Angrier. The other thing I told Constable Bradford was about his voice. It was so high-­pitched, it was unusual.”

  “But a man’s.”

  “I think so. His body felt like a man’s. The way he attacked me, that kind of fury. Like someone outside a bar who thinks he’s been insulted. I’m not even sure it was something planned. When he e-­mailed me it was more like a game.”

  He jerked back, startled. “He contacted you over the Internet?”

  Evidently Constable Bradford had forgotten to tell him that part.

  I explained about the treasure hunt and the clues. “The man at the antique instruments seemed to know who he was.”

  “You have the e-­mail address he used?”

  I reached in my bag and handed the address I had copied out.

  For a moment DCI Sampson looked excited. Then he said, “Probably bounced it off somewhere else, making it untraceable. But we’ll check it.”
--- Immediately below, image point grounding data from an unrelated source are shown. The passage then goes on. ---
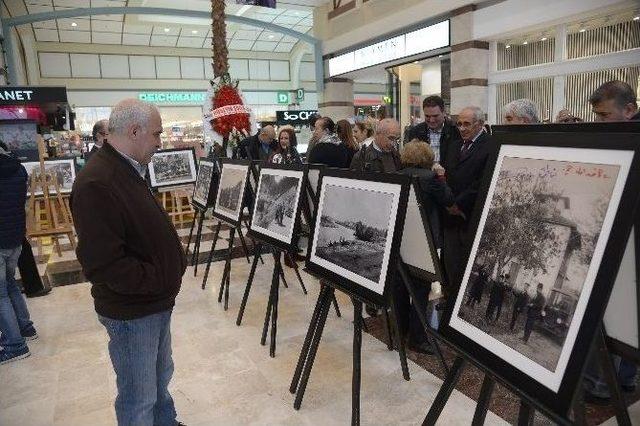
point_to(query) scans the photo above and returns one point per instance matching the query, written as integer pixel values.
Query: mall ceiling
(168, 31)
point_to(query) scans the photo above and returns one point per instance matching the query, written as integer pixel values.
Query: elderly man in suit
(465, 163)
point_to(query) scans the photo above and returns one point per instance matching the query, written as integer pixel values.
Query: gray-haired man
(131, 254)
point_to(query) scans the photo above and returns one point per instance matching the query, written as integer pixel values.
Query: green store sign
(173, 97)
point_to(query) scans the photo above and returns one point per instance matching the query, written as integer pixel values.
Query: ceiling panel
(106, 38)
(136, 39)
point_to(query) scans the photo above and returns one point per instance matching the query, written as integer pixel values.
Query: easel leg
(399, 338)
(196, 247)
(357, 365)
(525, 415)
(611, 377)
(421, 310)
(244, 243)
(210, 259)
(483, 401)
(307, 341)
(245, 297)
(444, 393)
(313, 349)
(295, 268)
(193, 225)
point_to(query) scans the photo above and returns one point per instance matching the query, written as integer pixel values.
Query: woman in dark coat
(286, 151)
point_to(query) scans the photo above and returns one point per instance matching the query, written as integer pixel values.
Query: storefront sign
(420, 41)
(173, 97)
(294, 117)
(15, 95)
(283, 97)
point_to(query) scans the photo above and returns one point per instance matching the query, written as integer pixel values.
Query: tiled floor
(223, 376)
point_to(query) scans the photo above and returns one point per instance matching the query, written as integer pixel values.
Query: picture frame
(204, 189)
(276, 212)
(231, 192)
(65, 170)
(356, 235)
(614, 158)
(21, 137)
(173, 167)
(418, 250)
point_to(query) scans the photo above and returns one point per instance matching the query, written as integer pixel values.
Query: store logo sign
(416, 42)
(173, 97)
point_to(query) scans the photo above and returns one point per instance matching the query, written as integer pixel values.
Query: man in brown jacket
(131, 254)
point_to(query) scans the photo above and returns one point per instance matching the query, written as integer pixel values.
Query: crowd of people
(136, 267)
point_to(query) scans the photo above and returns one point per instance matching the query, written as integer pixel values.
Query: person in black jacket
(466, 161)
(417, 161)
(329, 150)
(15, 324)
(259, 146)
(436, 130)
(131, 253)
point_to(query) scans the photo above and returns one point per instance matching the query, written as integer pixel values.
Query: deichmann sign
(173, 97)
(423, 40)
(18, 95)
(294, 117)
  “But the man at the instrument booth seemed to know him.” Why not just cut to the chase?

  “Roddy interviewed George last night. Your friend was already wearing his mask.”

  “Is my mom still in danger?” Jane interrupted.

  “I don’t know.” DCI Sampson looked at me directly. “Make sure you stay close to other ­people until we figure this out. Don’t go wandering off by yourself. If he contacts you again, call me right away. Something else.”

  I thought he had another safeguard in mind, but he said, “Why did you mention Priscilla Waters?”

  “Oh.” Jane and I looked at each other, realizing we hadn’t yet had a chance to tell him about that connection. I reached into my bag and took out the manila envelope. Pulling out my photo and the newspaper photocopy, I laid them on the table facing him.

  He read the news stories carefully. “Where did you get that photograph?”

  “I took it. The day my daughter disappeared.”

  “And you believe them to be the same person.”

  “It is!” Jane answered before I could. “That’s the woman who told me to tell my ‘mum’ that Caitlin had fallen into the river. She put her in that stroller when I was getting the flower for her.”